To solve the problem of how much the pressure of a gas increases when it is compressed adiabatically to half its volume, we can follow these steps: ### Step-by-Step Solution: 1. **Understand the Adiabatic Process**: In an adiabatic process, there is no heat exchange with the surroundings. The relationship between pressure (P) and volume (V) for an adiabatic process is given by the equation: \[ PV^\gamma = \text{constant} \] where \(\gamma\) (gamma) is the heat capacity ratio, defined as \(C_P/C_V\). 2. **Set Up the Initial and Final Conditions**: Let the initial pressure be \(P_i\) and the initial volume be \(V_i\).

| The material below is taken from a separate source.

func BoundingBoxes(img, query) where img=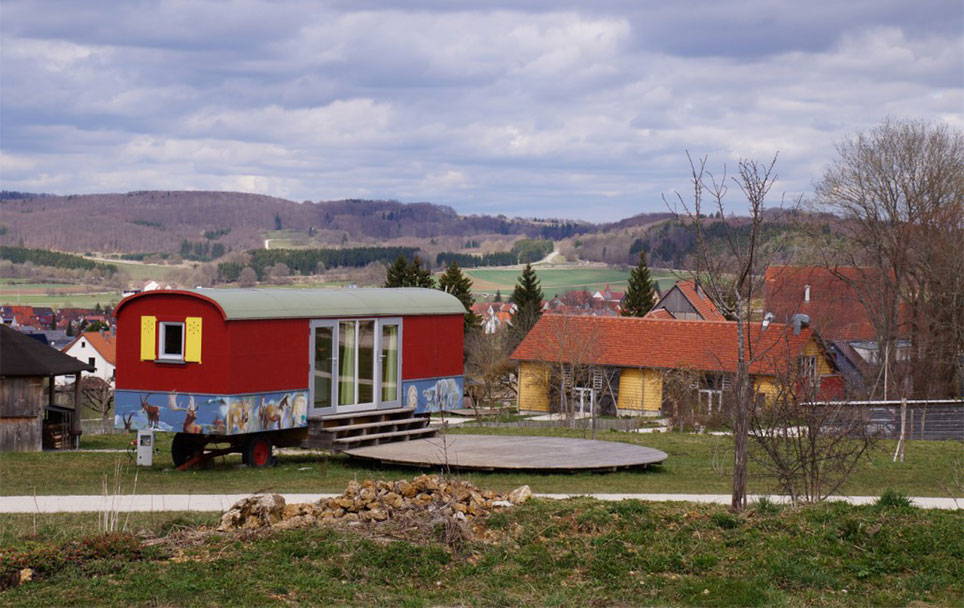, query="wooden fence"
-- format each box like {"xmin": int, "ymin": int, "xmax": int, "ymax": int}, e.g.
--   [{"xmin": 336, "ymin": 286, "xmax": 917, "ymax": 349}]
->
[{"xmin": 814, "ymin": 399, "xmax": 964, "ymax": 441}]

When the gas is compressed to half its volume, the final volume \(V_f\) becomes: \[ V_f = \frac{V_i}{2} \] 3. **Apply the Adiabatic Condition**: Using the adiabatic condition, we can write: \[ P_i V_i^\gamma = P_f V_f^\gamma \] 4. **Express Final Pressure in Terms of Initial Pressure**: Rearranging the equation gives: \[ P_f = P_i \left(\frac{V_i}{V_f}\right)^\gamma \] Substituting \(V_f = \frac{V_i}{2}\): \[ P_f = P_i \left(\frac{V_i}{\frac{V_i}{2}}\right)^\gamma = P_i \left(2\right)^\gamma \] 5. **Calculate the Pressure Increase Factor**: Therefore, the factor by which the pressure increases is: \[ \frac{P_f}{P_i} = 2^\gamma \] If \(\gamma\) is given as 1.4, we calculate: \[ 2^{1.4} \] 6. **Compute the Value**: Using a calculator or logarithmic tables: \[ 2^{1.4} \approx 2.639 \] Thus, the final pressure \(P_f\) is approximately: \[ P_f \approx 2.639 P_i \] ### Conclusion: The pressure of the gas increases by a factor of approximately **2.639** when compressed adiabatically to half its volume.